El pasado fin de semana estuve volando hacia Praga en las aerolíneas checas. Las azafatas, muy eslavas, muy checas, me sirvieron un bocadillo que merece una tesis (podéis leer algo más sobre él en la crónica de mi viaje). Pero lo importante es que, durante el vuelo, andaba leyendo el libro de Jennifer Ackerman Un día en la vida del cuerpo humano.
En uno de los capítulos se hablaba de los desarreglos biológicos que produce la falta de sueño. Hasta que leí un fragmento que, de repente, me hizo sentir conmiseración por las azafata de 1,80, ojos azules y cabellera de fuego que me había servido el bocadillo, a pesar de que dicho bocadillo estaba más muerto que una momia.

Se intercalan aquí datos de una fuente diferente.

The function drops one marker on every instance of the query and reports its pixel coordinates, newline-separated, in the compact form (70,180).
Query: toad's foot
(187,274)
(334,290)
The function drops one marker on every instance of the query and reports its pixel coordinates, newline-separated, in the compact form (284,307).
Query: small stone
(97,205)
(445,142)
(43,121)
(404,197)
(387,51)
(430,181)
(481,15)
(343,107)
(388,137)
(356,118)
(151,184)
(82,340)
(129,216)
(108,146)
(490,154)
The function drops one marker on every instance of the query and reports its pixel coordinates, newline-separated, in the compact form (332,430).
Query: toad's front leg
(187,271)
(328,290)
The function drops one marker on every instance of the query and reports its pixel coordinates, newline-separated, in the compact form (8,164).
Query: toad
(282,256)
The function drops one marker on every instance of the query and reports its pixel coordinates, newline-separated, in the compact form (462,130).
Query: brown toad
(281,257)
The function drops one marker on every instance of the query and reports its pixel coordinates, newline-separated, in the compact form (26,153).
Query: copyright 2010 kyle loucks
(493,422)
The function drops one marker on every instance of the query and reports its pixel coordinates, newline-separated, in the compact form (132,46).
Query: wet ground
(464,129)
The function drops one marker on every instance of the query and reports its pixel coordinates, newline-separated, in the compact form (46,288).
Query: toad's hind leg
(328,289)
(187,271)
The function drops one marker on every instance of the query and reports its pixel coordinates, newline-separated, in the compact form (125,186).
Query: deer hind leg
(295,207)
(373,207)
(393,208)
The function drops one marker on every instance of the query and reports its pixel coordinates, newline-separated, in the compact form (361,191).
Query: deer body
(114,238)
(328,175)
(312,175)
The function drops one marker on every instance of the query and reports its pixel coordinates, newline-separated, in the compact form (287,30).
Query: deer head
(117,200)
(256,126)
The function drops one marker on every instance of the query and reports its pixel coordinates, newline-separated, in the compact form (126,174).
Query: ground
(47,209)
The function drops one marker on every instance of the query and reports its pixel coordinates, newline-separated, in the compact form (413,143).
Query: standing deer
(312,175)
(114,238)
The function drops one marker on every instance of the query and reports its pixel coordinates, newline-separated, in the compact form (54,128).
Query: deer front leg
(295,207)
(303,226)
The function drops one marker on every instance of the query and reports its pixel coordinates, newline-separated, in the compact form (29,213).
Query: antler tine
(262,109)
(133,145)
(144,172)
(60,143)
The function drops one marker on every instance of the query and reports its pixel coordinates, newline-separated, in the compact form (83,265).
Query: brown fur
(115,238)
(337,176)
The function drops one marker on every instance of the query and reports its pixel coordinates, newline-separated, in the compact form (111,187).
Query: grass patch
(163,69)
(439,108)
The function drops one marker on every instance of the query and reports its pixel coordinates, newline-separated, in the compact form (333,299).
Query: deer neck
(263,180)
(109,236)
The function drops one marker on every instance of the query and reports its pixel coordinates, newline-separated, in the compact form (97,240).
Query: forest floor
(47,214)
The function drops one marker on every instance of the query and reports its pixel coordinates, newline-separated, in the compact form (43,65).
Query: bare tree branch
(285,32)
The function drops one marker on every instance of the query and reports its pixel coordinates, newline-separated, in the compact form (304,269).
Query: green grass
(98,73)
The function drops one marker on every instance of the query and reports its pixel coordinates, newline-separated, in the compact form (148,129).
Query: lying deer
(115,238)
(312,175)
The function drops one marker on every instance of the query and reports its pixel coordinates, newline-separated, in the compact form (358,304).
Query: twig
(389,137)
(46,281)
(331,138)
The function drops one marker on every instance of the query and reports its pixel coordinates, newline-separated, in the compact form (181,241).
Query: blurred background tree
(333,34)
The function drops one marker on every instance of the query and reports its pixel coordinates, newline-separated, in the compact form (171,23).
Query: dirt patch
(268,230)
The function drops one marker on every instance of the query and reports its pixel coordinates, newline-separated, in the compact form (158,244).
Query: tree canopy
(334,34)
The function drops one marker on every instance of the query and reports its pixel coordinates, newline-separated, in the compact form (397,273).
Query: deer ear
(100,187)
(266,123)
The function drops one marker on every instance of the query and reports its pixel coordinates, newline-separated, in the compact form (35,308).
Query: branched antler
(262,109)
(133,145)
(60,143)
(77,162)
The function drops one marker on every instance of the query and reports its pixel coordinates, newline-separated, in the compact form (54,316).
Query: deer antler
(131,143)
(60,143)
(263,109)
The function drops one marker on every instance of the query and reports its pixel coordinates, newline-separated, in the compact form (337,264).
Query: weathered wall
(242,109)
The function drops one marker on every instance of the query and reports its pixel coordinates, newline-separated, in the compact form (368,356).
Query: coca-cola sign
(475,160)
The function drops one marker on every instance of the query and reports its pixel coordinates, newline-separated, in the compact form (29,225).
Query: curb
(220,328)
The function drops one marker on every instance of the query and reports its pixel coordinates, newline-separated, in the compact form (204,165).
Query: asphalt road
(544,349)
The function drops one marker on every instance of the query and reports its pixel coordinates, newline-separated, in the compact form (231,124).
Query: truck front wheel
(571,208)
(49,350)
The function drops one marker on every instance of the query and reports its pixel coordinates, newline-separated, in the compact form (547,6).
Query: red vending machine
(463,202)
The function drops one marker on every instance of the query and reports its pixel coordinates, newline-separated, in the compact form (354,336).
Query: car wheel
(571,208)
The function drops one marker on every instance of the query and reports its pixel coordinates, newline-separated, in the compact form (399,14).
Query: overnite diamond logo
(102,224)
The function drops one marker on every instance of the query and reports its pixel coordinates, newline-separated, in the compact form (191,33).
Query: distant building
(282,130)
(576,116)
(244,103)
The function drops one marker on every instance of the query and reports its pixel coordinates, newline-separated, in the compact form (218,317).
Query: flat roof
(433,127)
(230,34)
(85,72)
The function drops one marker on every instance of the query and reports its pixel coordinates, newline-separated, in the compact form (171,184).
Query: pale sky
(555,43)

El fragmento de marras hablaba de las azafatas. Concretamente de las azafatas que viajan a menudo cruzando husos horarios (por ejemplo, las que realizan vuelos transatlánticos).
El reloj interno de nuestro cuerpo se adapta a pequeños cambios en la luz, de forma gradual (si lo hiciera instantáneamente, entonces nuestros relojes internos se readaptarían cada vez que entráramos o saliéramos de una habitación a oscuras). Nuestro reloj interno, el que ordena que se segreguen unas u otras sustancias en función de la hora del día, está diseñado para ajustarse a los cambios estacionales en los patrones de luz.
Sin embargo, los vuelos transoceánicos son eventos antinaturales, y el cuerpo no está preparado para asumir continuamente que el día es la noche y viceversa. Viajar de esta forma ocasionalmente no es peligroso, pero hacerlo a menudo, sí. Y algunas azafatas o pilotos lo hacen de esa forma.
Kwangwook Cho, de la Universidad de Bristol, se inspiró en sus propios síntomas de descompensación horaria (desorientación y lapsus de memoria) para estudiar los efectos de los viajes transoceánicos frecuentes. Tal y como explica Ackerman:
En un estudio realizado con veinte azafatas de vuelo que trabajaban para líneas aéreas internacionales, Cho descubrió que cinco años de viajes de largo recorrido ocasionaban problemas de memoria y alteraciones cognitivas. Nuevas pruebas realizadas con muestras de saliva y escáneres cerebrales revelaron la posible causa: las azafatas que volaban más de siete zonas horarias y tenían menos de cinco horas para recuperarse entre vueltos multizonales mostraban mayores niveles de la hormona del estrés, el cortisol.
Lo que parecían revelar los escáneres cerebrales de las azafatas es que sus lóbulos temporales estaban contraídos, pues el cortisol, el altas concentraciones, parece dañar las células cerebrales. Esta contracción también afectaba, pues, al hipocampo, la parte del cerebro que resulta esencial para el aprendizaje y la memoria.
De hecho, en una serie de test realizado a los trabajadores, Cho y otros investigadores comprobaron que su memoria a corto plazo y su capacidad de abstracción cognitiva se ven ligeramente mermadas tras cinco años trabajando en estas condiciones. Para evaluar la capacidad cognitiva de las azafatas, Cho realizó pruebas con símbolos sencillos, como las banderas de Estados Unidos y Gran Bretaña, y test de memorización en una pantalla de ordenador.
El estudio de Cho fue publicado en la revista Nature Neuroscience. Las azafatas voluntarias, de 20 a 28 años, no tenían antecedentes de enfermedades neurológicas o psiquiátricas.